Zu Kenia kann ich dir leider nix sagen,aber das mit der geschickteren Badeverlängerung klingt logisch.

Zu Südafrika:

Wir sind nach Johannesburg gegflogen,ca. 10 Std über Nacht mit South African (super Essen)

In Südafrika gibts ja keine Zeitverschiebung - sehr angenehm !

In Johannesburg nur Stadtrundfahrt, weiter zum Voortrekker Monument (Heiligtum der Buren)

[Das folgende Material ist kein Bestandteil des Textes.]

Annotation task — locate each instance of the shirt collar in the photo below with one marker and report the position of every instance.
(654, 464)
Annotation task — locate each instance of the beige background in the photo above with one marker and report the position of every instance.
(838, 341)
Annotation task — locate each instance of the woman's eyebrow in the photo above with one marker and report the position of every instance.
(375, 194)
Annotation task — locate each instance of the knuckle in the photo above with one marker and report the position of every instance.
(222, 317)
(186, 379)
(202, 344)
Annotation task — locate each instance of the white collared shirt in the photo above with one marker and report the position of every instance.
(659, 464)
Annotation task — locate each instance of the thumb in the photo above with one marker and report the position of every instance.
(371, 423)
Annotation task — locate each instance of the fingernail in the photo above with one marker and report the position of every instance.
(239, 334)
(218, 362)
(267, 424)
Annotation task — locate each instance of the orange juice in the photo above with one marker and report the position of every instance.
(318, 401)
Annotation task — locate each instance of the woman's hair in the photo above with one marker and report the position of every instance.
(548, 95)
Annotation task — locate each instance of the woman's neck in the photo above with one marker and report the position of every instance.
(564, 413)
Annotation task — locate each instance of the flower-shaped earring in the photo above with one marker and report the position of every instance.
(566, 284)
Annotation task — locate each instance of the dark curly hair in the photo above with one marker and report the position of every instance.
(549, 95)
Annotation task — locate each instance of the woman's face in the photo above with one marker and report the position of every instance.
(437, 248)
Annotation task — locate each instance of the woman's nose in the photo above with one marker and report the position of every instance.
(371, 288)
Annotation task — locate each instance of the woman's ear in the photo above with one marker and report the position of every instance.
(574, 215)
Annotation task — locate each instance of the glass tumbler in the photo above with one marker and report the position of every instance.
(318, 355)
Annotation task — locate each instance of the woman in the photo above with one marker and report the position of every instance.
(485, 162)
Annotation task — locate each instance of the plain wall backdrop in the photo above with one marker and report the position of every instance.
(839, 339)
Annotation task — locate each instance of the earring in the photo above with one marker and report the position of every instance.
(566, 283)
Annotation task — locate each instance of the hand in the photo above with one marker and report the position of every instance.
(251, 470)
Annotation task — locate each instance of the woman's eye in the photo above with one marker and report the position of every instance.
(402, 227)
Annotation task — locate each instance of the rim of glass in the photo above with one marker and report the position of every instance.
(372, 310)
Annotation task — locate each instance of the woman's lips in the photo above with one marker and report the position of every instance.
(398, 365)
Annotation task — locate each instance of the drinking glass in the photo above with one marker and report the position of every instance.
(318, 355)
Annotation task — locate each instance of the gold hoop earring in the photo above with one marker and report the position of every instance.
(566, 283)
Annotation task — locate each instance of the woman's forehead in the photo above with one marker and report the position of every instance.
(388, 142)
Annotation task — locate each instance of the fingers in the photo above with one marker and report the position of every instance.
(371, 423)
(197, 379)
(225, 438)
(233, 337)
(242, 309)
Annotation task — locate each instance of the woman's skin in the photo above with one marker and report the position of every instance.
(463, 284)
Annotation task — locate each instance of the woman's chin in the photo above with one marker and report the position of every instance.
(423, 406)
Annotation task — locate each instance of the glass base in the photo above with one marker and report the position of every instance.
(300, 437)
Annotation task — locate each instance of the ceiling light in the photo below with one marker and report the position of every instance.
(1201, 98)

in Pretoria ebenfalls Stadtrundfahrt und Krüger Museum

dann durch die Provinz Mpumalanga zum Blyde River Canyon

Übernachtung in Pilgrims Rest = Goldgräberstädtchen. Wir waren im Südafrikanischem Winter (Juni) dort,da wars Nachts ganz schön kalt.

Weiter zum Krügernationalpark: Einmal sind wir mit dem Bus durch, einmal im Jeep ganz in der Früh. Die "Big Five" haben wir leider nicht gesehen. Ich denke auf den Safaris in Kenia sieht man vielleicht mehr Tiere !?

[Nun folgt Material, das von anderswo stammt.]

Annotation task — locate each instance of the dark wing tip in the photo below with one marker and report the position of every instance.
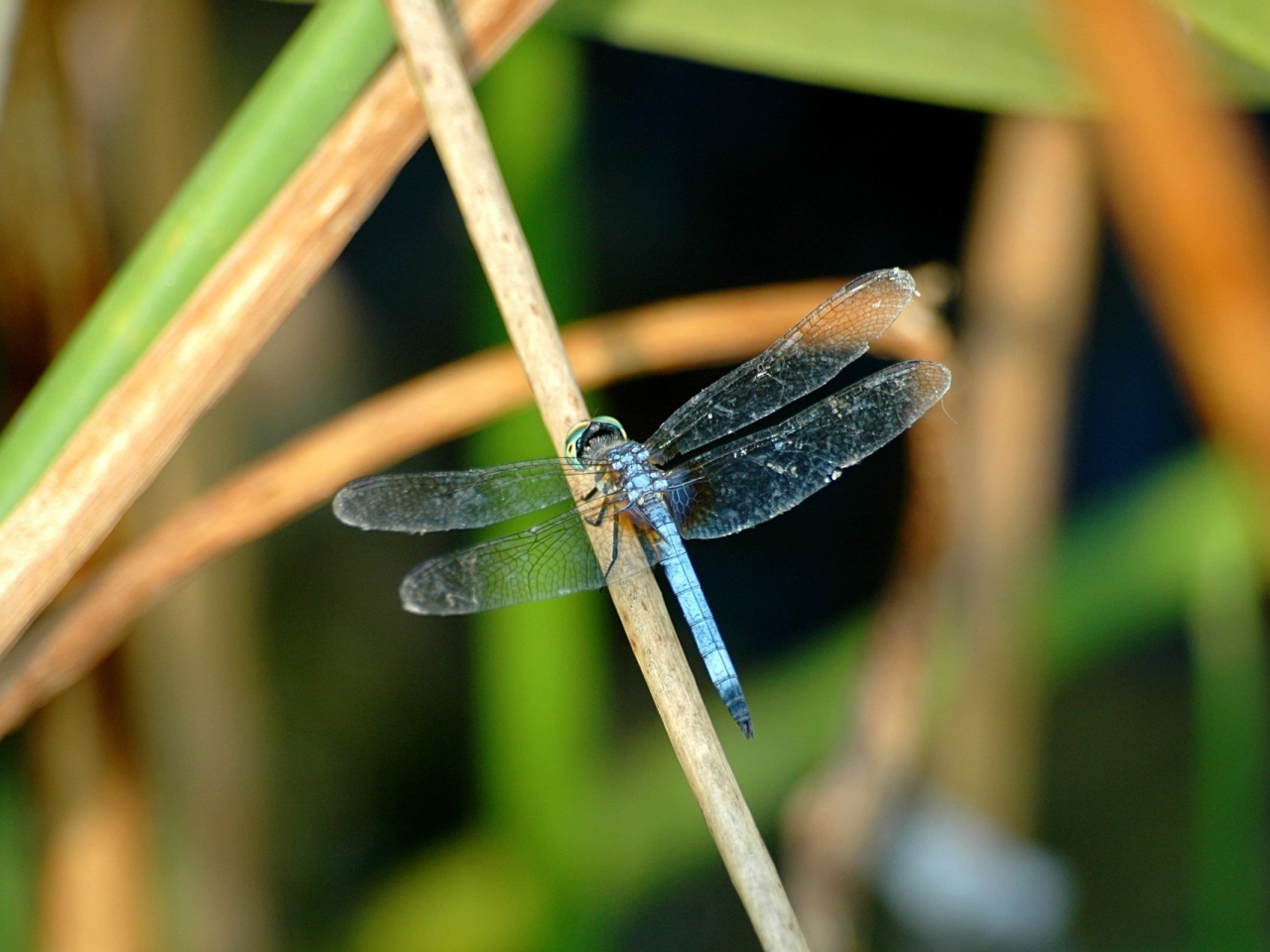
(348, 508)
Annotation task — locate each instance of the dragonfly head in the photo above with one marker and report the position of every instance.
(588, 438)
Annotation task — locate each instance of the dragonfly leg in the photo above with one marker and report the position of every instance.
(612, 558)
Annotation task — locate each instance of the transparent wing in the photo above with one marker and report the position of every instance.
(552, 558)
(806, 358)
(756, 477)
(432, 502)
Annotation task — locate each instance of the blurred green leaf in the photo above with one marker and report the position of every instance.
(18, 855)
(1232, 675)
(467, 896)
(1242, 26)
(322, 67)
(993, 55)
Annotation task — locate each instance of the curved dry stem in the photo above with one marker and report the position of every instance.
(136, 428)
(465, 151)
(451, 402)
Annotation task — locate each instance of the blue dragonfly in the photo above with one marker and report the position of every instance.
(680, 484)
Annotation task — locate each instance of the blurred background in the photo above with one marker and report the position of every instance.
(1008, 675)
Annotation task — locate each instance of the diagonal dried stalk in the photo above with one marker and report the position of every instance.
(135, 429)
(451, 402)
(465, 151)
(1188, 189)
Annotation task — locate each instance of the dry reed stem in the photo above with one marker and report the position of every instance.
(1187, 181)
(451, 402)
(465, 151)
(139, 424)
(833, 820)
(1028, 293)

Dann sind wir 1 Tag durch das Königreich Swasiland gefahren und dann kamen wir ins Zululand.Besuch des Hluhluwe Umfolozi Parks = klein, aber fein.

In Durban ist ein schöner Strand, vielleicht ist das was für euch zum baden. Liegt ja am Indik, der ist ja wärmer wie der Atlantik.

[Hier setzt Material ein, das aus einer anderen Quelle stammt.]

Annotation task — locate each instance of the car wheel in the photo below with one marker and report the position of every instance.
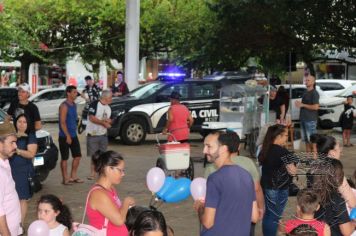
(81, 127)
(133, 132)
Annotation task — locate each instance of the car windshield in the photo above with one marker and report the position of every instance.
(348, 91)
(146, 90)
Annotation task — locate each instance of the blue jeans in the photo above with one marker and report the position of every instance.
(275, 201)
(307, 128)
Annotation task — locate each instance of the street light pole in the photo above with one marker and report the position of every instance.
(132, 45)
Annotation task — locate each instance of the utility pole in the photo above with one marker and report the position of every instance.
(132, 44)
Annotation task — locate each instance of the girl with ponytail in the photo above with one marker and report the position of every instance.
(55, 214)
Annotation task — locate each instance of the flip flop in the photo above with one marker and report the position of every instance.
(68, 182)
(76, 181)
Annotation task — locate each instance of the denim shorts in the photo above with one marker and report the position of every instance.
(307, 128)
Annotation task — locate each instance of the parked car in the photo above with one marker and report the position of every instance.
(46, 156)
(334, 87)
(329, 106)
(48, 101)
(143, 111)
(7, 95)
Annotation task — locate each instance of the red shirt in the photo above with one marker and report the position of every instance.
(97, 220)
(317, 225)
(179, 124)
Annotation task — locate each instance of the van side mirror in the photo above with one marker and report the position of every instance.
(162, 98)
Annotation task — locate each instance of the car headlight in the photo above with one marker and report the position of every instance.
(116, 114)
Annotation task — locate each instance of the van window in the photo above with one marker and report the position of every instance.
(182, 89)
(204, 91)
(298, 92)
(330, 86)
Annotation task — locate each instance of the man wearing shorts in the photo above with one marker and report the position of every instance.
(68, 139)
(308, 112)
(98, 123)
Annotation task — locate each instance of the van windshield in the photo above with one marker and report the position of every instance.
(146, 90)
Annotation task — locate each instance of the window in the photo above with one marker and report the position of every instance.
(182, 89)
(58, 94)
(204, 91)
(330, 86)
(45, 97)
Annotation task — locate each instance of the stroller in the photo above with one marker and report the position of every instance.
(174, 158)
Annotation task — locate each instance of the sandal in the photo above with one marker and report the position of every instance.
(76, 181)
(68, 182)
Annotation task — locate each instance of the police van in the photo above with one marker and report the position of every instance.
(143, 111)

Von Durban sind wir nach Port Elizabeth geflogen. Dort waren wir im Tsitsikamma National Park auf dem Ottertrail.

Dann gings die Gartenroute entlang. Plettenberg Bay,Knysna,Wilderness nach Oudtshoorn.

Dort waren wir in den Cango Caves und auf einer Straußenfarm.

Dann gings ins Weinland nach Stellenbosch. Weiter nach Kapstadt.

Leider haben wir den Tafelberg nie ohne Tischdecke, also ohne Wolken gesehen. Wir sind mit der Seilbahn raufgefahren, leider hat das Wetter nicht migespielt. An der Waterfront kann man gut bummeln. Neben der Straußenfarm hat mir die Kaphalbinsel am besten gefallen.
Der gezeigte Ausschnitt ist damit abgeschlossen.